# MS Forelle



## bulettenschmied (9. Februar 2012)

Drei Dresdner planten eine Ausfahrt nach Heikendorf bei Kiel, um dort am 4.,5. und 6.2.2012 jeweils eine Tagesausfahrt (Longtörn) nach Langeland zu machen und viele Dorsche zu fangen. Eine Übernachtung war in der Heikendorfer Pension "Zur Schöne Aussicht" schnell gebucht, ist übrigens nicht nur wegen des Preise sehr zu empfehlen. Dann wurden telefonisch die Ausfahrten gebucht (4.-6.2.12, jeweils drei Personen). Uns wurden die Longtörns für jeweils EUR 55,- pro Person zugesagt. Dänische Angelscheine (EUR 14,- pro Person) haben wir uns auch besorgt. Glücklicherweise haben wir einen Screenshot von der Preisliste auf der HP der MS Forelle gemacht. Am 2.2. haben wir nochmals die Nummer der MS Forelle angerufen, und uns wurde gesagt, dass das Schiff sechs Uhr ablegen würde. Am 3.2. ging es dann von Dresden nach Heikendorf. Am 4.2. waren wir schon 4.30 auf dem Boot, wegen der guten Plätze am Heck. Gegen 5.30 kam dann der Bootsmann (Matthias). Wir natürlich voller Erwartungen. Er eröffnete uns, dass es keine Longtörns mehr gäbe, weil die Wasserschutzpolizei eine Ausfahrt vor sieben Uhr nicht gestatten würde. Also würden wir gegen 07.30 auslaufen und wären gegen 17.00 zurück (also nicht mal zehn Stunden). Dafür würde ab sofort der Preis nicht mehr 45,-, sondern 50,- EUR betragen, wegen der Mehrwertsteuerpflicht.....Dummerweise bin ich seit 22 Jahren Unternehmer, und ab 4.2.2012 hat es keine Änderungen bei der Mwst. gegeben! An Bord waren 30 Mann, gefangen wurden am ersten Tag etwa 30 Dorsche (50cm). Am zweiten Tag (Sontag und wieder um die 30 Angler) war es etwas besser, es waren dann schon vierzig Stück, allerdings auch keine Großen. An unserem letzten Tag (Montag) waren wir zwanzig Angler, gefangen wurden etwa 15 Dorsche (klein bis 50cm). Nebenbei muß gesagt werden, dass Berhard Mielitz alle drei Tage nicht selbst gefahren ist, sondern eine Aushilfe.

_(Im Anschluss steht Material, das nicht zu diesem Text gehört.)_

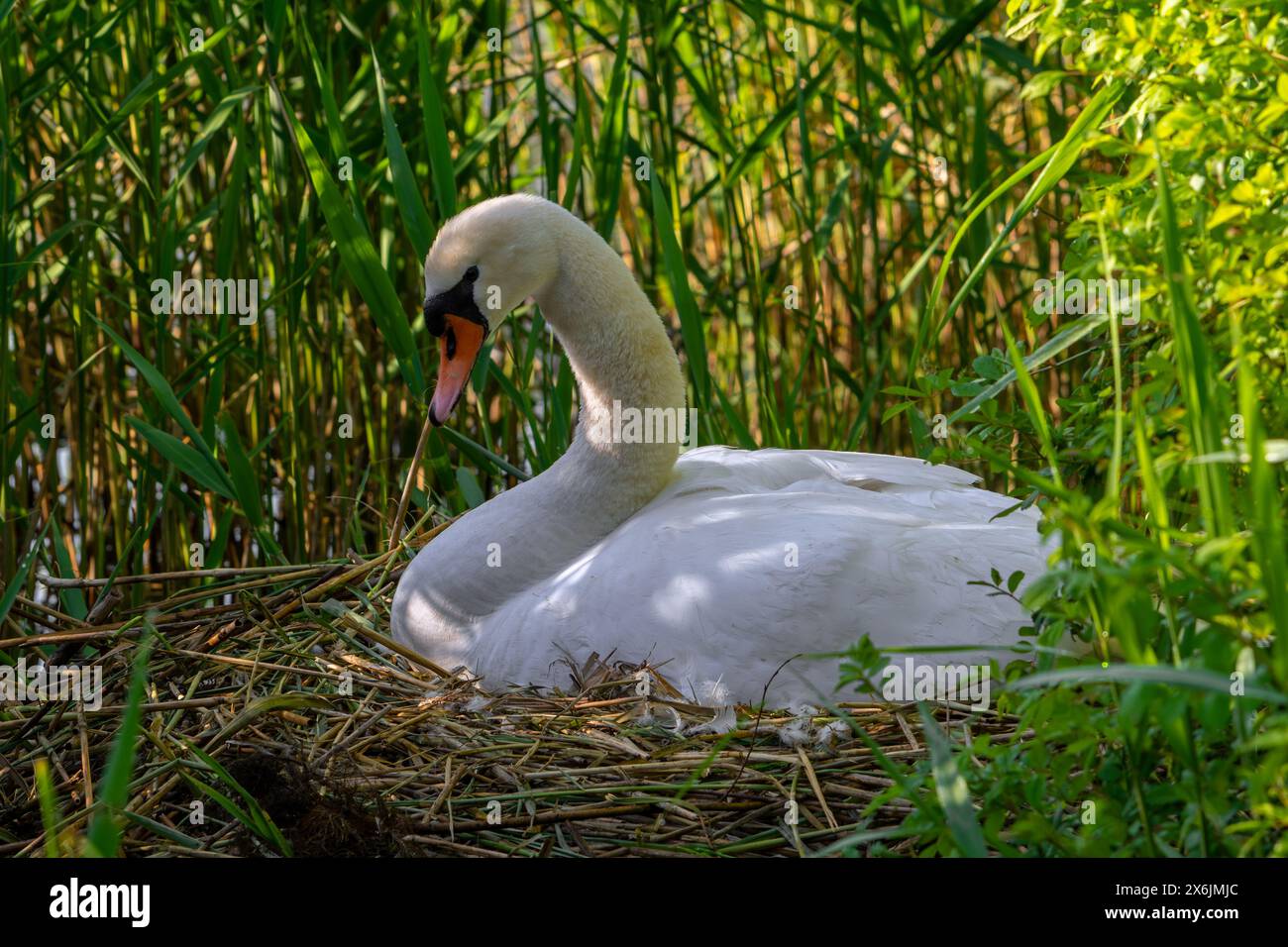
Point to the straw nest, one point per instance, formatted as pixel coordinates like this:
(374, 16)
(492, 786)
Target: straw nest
(279, 718)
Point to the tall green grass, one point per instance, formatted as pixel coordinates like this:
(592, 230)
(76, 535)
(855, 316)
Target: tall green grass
(903, 172)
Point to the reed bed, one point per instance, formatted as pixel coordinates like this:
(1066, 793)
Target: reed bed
(275, 707)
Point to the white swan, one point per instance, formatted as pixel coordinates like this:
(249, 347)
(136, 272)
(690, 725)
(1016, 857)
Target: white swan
(720, 565)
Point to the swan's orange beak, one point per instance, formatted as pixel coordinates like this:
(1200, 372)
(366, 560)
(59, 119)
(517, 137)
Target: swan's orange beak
(458, 350)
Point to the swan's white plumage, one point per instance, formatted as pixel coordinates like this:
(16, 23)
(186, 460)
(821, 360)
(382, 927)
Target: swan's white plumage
(698, 581)
(716, 567)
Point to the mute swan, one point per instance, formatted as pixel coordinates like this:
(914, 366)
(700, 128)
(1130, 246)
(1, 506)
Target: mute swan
(716, 565)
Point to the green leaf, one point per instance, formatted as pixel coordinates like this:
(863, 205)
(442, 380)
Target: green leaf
(361, 261)
(951, 788)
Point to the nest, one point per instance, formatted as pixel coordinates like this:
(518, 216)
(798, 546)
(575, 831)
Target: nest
(278, 718)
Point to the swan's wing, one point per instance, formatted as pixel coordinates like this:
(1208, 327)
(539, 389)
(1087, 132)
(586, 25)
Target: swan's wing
(751, 557)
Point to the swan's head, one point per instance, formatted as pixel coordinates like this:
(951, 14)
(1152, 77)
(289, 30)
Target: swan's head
(484, 262)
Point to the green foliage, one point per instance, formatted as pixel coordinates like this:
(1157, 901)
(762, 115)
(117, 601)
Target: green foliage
(909, 170)
(1163, 474)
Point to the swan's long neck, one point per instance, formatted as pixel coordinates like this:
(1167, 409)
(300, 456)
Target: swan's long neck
(622, 360)
(625, 368)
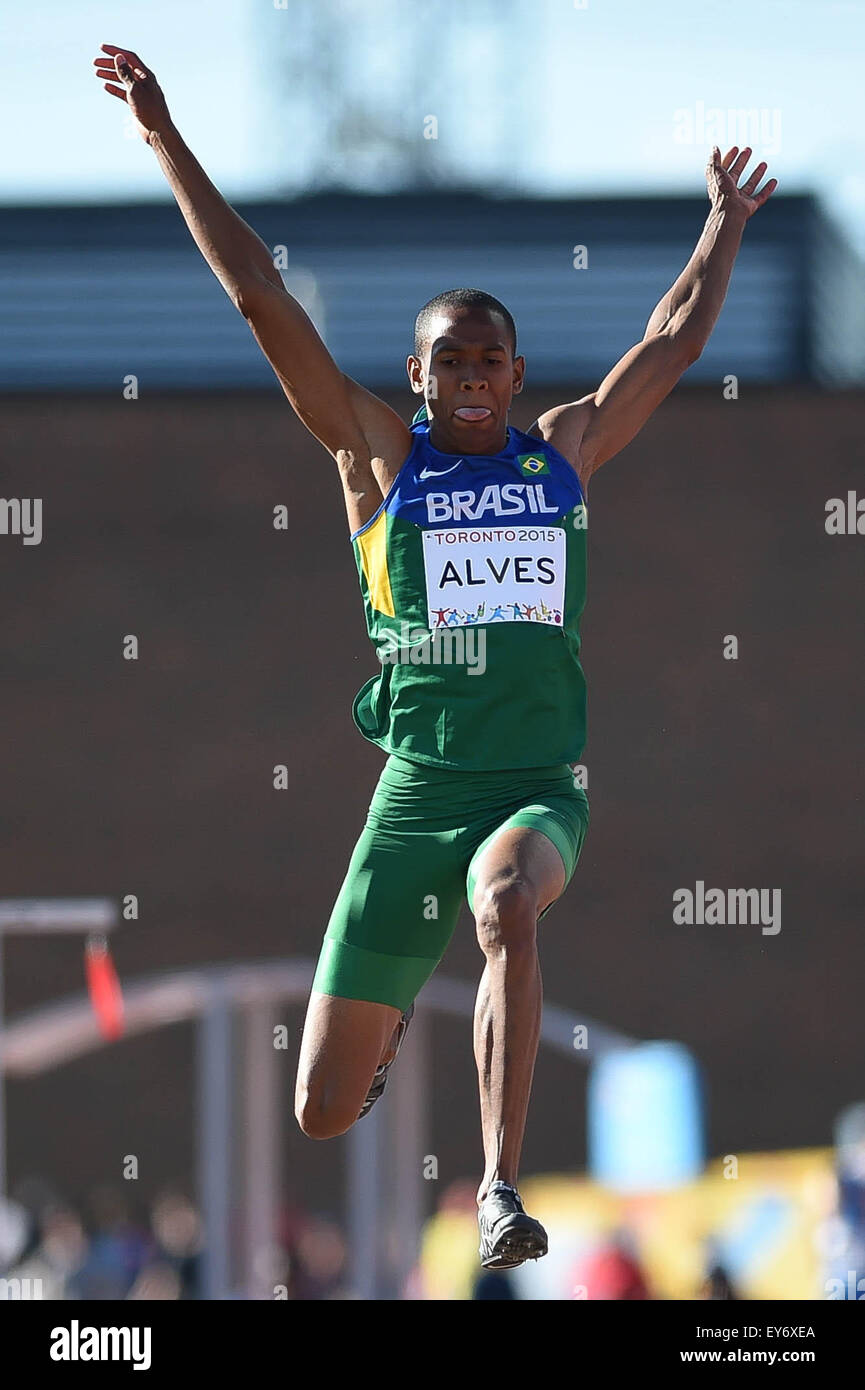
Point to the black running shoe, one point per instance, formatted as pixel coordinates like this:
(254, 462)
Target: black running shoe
(381, 1072)
(508, 1235)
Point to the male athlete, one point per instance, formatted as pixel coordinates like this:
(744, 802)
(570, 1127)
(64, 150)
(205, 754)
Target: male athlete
(454, 516)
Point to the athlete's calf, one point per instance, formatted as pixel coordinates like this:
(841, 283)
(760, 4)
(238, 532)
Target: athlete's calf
(519, 875)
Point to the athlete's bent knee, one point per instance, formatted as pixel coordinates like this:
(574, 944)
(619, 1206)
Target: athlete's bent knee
(506, 913)
(321, 1121)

Zum Schiff muß ich sagen, dass es das sauberste Schiff ist, auf dem ich je gefahren bin, das Essen schmeckt super und gekümmert wird sich auch um einen. Und der Dorsch kommt nunmal nicht auf Befehl, dazu sind wir Angler. Der Aushilfskapitän hat auch sein Möglichstes getan, um uns an den Fisch zu bringen, wenn die Dorsche aber nicht beißen wollen, dann ist das nunmal so. Abgesehen von der urplötzlichen Preiserhöhung und den nicht stattgefundenen Longtörns war es ein echtes Erlebnis, und unsere nächste Ausfahrt wird wieder auf der MS Forelle stattfinden.


----------



## norge_klaus (9. Februar 2012)

*AW: MS Forelle*

Na war doch eine gelungene Tour. Am genannten Wochenende dürfte Herr Mielitz auf der Messe in Dortmund gewesen sein.


----------



## Silvio.i (9. Februar 2012)

*AW: MS Forelle*

Der Aushilfskapitän hat alles richtig gemacht! Er ist nicht dahin gefahren, wo die dicken Laichdorsche sind. Berhard Mielitz ist für mich ein ... (darf man hier im Board nicht sagen).
Vielleicht überlegt ihr das nächste mal eure Touren ins Frühjahr oder Herbst zu verlegen. Da fängt man mehr und die Dorsche schmecken deutlich besser. Hat nur den Nachteil, dass ihr nicht in die BLINKER-Hitparade kommt!
Hier mal ein Bild von der Kiste meinem letzten Kutterausflug. Eine sonnige Herbsttour:


----------



## Macker (9. Februar 2012)

*AW: MS Forelle*

Die Märchensteuererhöhung für Fahrgastschifffahrt hat es wirklich gegeben.
Da sind einige Websites von den Kuttern nichtmehr aktuell.

GrußJörg


----------



## Zandianer (9. Februar 2012)

*AW: MS Forelle*

|good:


----------



## Honeyball (9. Februar 2012)

*AW: MS Forelle*

Wie man sieht: Es geht auch anders, sogar mit der Forelle!!!#6


----------



## Silvio.i (9. Februar 2012)

*AW: MS Forelle*

... ach übrigens: ich bin nie mit der MS Forelle gefahren! Es gibt weit aus bessere Kutter, welche die nicht alles für den dicksten Dorsch geben.


----------



## rohrhof (9. Februar 2012)

*AW: MS Forelle*

der Mielitz fährt generell nicht mehr von Heikendorf aus raus, die Forelle gehört ihm zwar jedoch hat er seinen Hauptwohnsitz nach Rügen verlagert und fährt dort ab und an auf der Jan Cus bzw auf der Rügenlan raus.....


----------



## Hochseeangler (9. Februar 2012)

*AW: MS Forelle*

Zur "plötzlichen" Erhöhung der Fahrpreise (nicht nur auf der "Forelle") ist zu sagen, dass bis zum 31.12.2011 für "die Beförderungen von Personen mit Schiffen" der ermäßigte Umsatzsteuersatz von 7 % galt. Diese Ermäßigung ist zum Jahresende somit ausgelaufen, nun haben die Reedereien die "normale" Umsatzsteuer von 19 % zu zahlen! Aufgrund dieser Erhöhung haben einige Reedereien ab Jahresanfang ihre Fahrpreise für Tagesfahrten und für Charterfahrten erhöht - einige Reedereien warten aber mit der Erhöhung auch noch ab, da kann im Laufe des Jahres auch noch was kommen.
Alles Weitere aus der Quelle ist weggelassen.